Wie houdt van gitaarmuziek, en wel van het excentrieke soort, zit bij de Belgische supergroep Statue ongetwijfeld aan het juiste adres. De band bestaat namelijk uit maar liefst vier gitaristen, waarvan er een aantal ook onder meer is terug te vinden bij andere Belgische underground-toppers als The Guru Guru en DVKES. Samen met nog een bassist en een drummer produceren deze virtuozen een noisey, mathrock-achtig soundsoepje om van te smullen, ontsproten ergens om en bij de Hasseltse Bootstraat, vermoeden we. Hun derde worp heet ‘Kasper’: het zou een verwijzing kunnen zijn naar een vriendelijk spook, naar een of andere Belgisch-Poolse Youtuber, of naar een kerel die houdt van zwembaden in een lift. Die laatste optie achten wij het meest waarschijnlijk.
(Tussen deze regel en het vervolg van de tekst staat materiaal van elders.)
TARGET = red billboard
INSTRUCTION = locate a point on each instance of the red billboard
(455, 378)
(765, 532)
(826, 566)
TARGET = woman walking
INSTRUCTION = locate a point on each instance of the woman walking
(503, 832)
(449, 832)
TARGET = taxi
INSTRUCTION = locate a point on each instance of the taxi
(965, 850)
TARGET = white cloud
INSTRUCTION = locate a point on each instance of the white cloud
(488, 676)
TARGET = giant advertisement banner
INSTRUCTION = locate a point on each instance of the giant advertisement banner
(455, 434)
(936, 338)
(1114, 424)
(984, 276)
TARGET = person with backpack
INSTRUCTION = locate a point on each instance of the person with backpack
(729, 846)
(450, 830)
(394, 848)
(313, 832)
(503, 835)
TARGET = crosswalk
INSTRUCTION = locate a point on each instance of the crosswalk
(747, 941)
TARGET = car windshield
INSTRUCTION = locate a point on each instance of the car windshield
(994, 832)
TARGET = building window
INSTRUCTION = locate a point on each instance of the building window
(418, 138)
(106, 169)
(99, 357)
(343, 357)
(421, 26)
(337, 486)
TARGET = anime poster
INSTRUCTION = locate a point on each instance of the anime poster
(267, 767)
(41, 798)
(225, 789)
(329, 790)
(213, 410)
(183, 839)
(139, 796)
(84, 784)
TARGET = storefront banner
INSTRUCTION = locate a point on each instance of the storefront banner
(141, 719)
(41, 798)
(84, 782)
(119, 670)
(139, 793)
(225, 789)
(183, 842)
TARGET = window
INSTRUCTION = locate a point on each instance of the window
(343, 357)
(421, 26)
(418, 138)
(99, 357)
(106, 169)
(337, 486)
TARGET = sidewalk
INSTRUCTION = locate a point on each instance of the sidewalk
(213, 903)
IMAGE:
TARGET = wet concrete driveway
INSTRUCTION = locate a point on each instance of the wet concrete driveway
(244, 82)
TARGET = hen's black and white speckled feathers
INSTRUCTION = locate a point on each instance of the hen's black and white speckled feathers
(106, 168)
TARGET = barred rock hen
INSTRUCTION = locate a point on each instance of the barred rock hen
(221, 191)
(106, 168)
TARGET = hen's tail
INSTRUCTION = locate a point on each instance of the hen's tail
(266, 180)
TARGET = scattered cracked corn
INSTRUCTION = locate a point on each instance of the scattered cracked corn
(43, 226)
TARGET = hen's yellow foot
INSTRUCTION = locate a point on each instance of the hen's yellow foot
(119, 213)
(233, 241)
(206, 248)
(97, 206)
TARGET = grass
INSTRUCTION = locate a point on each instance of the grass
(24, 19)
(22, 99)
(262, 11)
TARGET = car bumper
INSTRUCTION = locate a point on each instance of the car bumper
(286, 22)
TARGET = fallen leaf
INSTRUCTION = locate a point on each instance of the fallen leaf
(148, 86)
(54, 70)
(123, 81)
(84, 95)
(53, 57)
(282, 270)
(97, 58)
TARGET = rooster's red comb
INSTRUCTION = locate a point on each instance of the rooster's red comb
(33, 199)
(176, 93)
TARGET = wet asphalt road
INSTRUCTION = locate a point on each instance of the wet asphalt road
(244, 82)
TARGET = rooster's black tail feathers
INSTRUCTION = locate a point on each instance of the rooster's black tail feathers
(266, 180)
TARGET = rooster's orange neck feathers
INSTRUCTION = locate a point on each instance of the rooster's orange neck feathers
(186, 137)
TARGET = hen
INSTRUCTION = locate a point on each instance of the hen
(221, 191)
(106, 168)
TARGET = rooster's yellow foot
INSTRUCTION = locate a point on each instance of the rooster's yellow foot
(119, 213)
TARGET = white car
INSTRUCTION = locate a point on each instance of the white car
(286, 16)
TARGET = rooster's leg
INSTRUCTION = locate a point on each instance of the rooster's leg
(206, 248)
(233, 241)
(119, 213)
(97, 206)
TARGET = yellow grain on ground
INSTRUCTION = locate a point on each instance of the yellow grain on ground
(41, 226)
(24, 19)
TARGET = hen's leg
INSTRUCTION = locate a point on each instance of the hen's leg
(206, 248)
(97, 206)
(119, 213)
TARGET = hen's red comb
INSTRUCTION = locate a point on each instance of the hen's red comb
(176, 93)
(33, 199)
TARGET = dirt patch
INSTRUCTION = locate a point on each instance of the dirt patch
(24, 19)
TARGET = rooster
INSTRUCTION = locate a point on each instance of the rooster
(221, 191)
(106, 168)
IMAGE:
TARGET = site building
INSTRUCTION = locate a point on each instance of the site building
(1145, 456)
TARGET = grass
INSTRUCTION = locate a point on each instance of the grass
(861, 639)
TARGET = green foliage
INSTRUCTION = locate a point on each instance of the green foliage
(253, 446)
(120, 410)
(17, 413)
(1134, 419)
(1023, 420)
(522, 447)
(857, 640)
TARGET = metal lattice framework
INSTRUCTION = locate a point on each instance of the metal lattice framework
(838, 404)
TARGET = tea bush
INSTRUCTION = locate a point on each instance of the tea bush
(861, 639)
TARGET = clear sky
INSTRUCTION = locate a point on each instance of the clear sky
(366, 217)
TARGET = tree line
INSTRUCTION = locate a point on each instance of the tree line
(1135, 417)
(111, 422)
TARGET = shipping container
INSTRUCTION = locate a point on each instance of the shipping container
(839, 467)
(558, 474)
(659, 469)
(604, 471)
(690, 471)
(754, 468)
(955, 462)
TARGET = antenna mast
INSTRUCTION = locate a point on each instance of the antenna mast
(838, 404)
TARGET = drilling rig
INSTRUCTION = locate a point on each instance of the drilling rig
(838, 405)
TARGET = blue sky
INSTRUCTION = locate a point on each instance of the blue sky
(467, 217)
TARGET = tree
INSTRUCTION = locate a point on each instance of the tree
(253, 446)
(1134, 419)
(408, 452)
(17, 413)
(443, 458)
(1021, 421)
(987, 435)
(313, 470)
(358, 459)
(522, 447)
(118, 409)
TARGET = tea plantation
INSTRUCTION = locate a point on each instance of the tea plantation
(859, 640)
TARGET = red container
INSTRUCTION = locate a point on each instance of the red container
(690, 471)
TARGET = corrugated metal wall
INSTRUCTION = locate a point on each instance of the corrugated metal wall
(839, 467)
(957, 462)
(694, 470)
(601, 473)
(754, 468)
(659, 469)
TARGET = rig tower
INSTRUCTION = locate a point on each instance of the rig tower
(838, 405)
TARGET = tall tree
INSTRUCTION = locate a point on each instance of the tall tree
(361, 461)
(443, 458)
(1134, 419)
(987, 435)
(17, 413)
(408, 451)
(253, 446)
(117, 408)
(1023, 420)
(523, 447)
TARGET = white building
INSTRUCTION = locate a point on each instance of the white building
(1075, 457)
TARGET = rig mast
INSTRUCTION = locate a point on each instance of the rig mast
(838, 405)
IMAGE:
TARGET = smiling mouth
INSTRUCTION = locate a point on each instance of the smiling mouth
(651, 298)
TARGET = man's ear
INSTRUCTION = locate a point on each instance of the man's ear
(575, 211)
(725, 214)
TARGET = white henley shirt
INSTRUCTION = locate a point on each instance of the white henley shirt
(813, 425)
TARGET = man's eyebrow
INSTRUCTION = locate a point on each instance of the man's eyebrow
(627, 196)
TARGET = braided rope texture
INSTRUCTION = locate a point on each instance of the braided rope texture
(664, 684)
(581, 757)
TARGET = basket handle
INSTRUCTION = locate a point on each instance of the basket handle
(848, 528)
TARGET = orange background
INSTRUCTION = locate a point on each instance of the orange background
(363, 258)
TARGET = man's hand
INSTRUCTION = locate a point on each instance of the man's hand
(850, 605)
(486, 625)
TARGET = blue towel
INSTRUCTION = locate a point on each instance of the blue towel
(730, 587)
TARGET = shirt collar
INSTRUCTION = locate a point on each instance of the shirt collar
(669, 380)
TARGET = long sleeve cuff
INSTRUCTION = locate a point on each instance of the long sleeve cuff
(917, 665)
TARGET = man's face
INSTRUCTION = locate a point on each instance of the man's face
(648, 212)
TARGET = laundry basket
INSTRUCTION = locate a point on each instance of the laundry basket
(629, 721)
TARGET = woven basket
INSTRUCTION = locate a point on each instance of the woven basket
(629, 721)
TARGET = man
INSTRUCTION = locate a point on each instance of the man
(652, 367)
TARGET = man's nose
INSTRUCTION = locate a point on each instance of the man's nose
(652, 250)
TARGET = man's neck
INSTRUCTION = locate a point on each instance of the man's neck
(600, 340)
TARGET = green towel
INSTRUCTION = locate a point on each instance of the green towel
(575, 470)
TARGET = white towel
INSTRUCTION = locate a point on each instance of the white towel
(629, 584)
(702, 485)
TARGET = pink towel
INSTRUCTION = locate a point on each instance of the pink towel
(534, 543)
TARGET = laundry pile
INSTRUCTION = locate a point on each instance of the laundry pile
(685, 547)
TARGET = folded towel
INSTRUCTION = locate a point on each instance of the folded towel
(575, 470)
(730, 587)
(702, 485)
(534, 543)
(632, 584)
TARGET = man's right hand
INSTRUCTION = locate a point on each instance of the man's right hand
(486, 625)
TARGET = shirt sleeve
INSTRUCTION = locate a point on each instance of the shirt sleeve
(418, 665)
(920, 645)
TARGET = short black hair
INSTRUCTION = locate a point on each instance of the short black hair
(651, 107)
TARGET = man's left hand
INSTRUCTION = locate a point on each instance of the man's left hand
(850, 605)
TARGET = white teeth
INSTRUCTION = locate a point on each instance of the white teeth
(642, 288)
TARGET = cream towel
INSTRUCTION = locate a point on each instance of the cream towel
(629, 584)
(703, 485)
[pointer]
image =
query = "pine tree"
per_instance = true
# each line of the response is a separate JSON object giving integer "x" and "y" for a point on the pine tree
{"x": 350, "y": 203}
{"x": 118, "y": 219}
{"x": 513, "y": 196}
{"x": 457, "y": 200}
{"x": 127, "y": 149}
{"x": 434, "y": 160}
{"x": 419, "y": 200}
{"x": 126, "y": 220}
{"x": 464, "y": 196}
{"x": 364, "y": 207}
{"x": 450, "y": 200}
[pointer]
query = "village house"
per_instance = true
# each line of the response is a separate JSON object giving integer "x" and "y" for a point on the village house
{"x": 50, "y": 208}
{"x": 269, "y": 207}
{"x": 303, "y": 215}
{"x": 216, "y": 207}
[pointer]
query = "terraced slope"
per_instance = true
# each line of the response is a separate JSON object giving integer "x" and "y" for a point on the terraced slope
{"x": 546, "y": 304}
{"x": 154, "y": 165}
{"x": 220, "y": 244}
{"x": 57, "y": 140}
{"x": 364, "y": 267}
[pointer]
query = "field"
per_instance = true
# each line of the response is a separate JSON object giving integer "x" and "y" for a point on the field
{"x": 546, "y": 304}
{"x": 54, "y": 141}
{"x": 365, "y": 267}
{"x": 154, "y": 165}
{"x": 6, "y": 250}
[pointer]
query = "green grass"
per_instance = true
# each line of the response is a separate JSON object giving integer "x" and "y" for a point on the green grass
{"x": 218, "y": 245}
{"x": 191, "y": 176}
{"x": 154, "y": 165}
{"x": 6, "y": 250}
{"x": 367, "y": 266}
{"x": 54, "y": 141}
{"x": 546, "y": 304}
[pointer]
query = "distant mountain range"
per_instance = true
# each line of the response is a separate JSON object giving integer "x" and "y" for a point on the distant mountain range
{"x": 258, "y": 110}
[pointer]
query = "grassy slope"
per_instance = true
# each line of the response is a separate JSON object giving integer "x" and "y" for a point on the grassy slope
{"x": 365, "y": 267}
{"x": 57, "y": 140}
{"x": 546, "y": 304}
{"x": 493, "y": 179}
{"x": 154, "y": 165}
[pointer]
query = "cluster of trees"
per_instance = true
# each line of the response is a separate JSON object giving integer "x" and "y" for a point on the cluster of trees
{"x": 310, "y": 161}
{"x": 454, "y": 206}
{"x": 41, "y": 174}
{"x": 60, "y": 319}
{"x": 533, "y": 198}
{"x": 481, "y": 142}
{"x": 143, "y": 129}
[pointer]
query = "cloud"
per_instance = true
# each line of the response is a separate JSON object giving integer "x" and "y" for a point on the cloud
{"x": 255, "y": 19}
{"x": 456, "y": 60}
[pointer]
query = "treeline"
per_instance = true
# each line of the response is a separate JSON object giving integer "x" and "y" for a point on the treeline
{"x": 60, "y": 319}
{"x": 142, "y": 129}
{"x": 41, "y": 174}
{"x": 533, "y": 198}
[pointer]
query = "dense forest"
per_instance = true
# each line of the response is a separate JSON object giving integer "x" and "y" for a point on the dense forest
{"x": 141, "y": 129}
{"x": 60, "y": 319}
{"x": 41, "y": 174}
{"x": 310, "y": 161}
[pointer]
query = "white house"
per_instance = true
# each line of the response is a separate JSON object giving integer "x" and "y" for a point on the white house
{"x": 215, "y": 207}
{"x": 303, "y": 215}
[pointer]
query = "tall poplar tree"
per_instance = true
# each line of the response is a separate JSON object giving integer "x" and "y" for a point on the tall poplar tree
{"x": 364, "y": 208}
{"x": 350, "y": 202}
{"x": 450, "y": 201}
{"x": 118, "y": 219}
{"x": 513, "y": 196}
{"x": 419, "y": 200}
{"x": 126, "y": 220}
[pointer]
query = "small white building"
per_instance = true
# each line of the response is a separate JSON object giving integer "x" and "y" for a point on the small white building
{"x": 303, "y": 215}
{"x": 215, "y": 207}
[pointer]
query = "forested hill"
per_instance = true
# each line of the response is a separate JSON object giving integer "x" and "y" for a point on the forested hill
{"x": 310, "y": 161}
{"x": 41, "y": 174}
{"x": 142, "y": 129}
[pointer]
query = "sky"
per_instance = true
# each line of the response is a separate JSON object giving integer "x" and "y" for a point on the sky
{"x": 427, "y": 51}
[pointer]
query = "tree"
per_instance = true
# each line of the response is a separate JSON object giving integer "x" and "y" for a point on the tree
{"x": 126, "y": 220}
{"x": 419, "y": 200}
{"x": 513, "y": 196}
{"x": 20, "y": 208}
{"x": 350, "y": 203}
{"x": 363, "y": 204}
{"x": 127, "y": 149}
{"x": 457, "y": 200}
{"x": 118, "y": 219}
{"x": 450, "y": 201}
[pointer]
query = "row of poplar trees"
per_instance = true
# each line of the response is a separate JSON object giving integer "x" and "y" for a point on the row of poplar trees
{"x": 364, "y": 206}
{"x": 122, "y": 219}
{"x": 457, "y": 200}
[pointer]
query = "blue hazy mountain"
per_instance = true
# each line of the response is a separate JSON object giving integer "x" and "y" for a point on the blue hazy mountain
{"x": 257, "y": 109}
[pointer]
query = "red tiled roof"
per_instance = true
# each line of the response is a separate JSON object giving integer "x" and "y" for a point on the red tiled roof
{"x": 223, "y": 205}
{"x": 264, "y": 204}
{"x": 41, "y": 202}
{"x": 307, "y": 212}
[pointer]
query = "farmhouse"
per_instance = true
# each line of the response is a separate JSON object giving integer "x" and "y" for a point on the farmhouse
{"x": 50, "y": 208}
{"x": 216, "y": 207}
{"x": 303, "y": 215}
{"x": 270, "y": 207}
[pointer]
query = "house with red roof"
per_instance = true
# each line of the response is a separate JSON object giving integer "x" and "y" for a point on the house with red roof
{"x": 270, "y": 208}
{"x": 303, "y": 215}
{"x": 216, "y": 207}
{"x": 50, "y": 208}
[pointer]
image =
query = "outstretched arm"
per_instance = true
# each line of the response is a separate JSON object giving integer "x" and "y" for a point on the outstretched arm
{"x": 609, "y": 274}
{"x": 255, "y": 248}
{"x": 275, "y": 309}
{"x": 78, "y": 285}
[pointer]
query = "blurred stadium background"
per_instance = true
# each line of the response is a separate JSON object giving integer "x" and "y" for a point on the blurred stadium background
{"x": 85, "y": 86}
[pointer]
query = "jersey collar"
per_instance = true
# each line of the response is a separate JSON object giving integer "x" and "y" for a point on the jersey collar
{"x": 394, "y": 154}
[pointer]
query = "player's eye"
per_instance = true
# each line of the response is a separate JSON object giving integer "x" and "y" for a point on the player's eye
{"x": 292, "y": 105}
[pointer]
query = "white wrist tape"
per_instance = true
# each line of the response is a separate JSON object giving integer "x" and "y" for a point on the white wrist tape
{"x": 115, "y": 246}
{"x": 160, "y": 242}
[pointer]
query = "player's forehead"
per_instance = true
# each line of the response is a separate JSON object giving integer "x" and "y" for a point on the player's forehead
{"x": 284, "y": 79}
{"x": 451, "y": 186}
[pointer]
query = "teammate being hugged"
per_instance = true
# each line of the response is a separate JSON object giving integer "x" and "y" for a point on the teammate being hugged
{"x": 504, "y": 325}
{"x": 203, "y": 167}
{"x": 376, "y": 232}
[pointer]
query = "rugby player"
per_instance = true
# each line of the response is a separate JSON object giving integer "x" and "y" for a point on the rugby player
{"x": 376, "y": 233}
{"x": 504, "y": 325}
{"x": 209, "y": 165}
Openingssong ‘K’ begint sober met bas en drums, terwijl de gitaren geleidelijk aan invallen met mechanische riffs, om toe te werken naar een epische ontploffing aan het eind. Hier zijn duidelijk stuk voor stuk uitstekend onderlegde muzikanten aan het werk, al zijn de gitaarprogressies hier nog net niet aandoenlijk genoeg om de volle vier en een halve minuut te blijven boeien. Ook ‘A’ heeft een duidelijk uitgekiende structuur, met een coole, droge, als een synth-orgel klinkende riff aan het begin. Aan het eind slaan de muzikanten chaotisch aan het timmeren: denk Sonic Youth op z’n noisiest, maar dan een pak bombastischer en zonder verlies van ritmegevoel.

Het wordt pas echt interessant op de koude, minimalistische intermezzo’s ‘12’ en ‘24’, waar we samen met de band een uitstapje maken naar een post-apocalyptische bouwwerf op de Noordpool. Bij momenten horen we wat epische feedback op z’n Dead Neanderthals, gevolgd door een resem mekaar doorkruisende, vederlichte gitaarriffs. Deze songs zouden zomaar een hedendaagse soundtrack voor een fantasievolle film van Méliès kunnen zijn. Tijdens het drieluik ‘S’, ‘P’ en ‘E’ worden de vrolijkste en meest aandoenlijke riffs van het album naar boven gehaald. Het klinkt als de vreemdheid van Battles in combinatie met de mechanische gitaarsound van Queens of the Stone Age op een nummer als ‘Turnin’ on the screw’.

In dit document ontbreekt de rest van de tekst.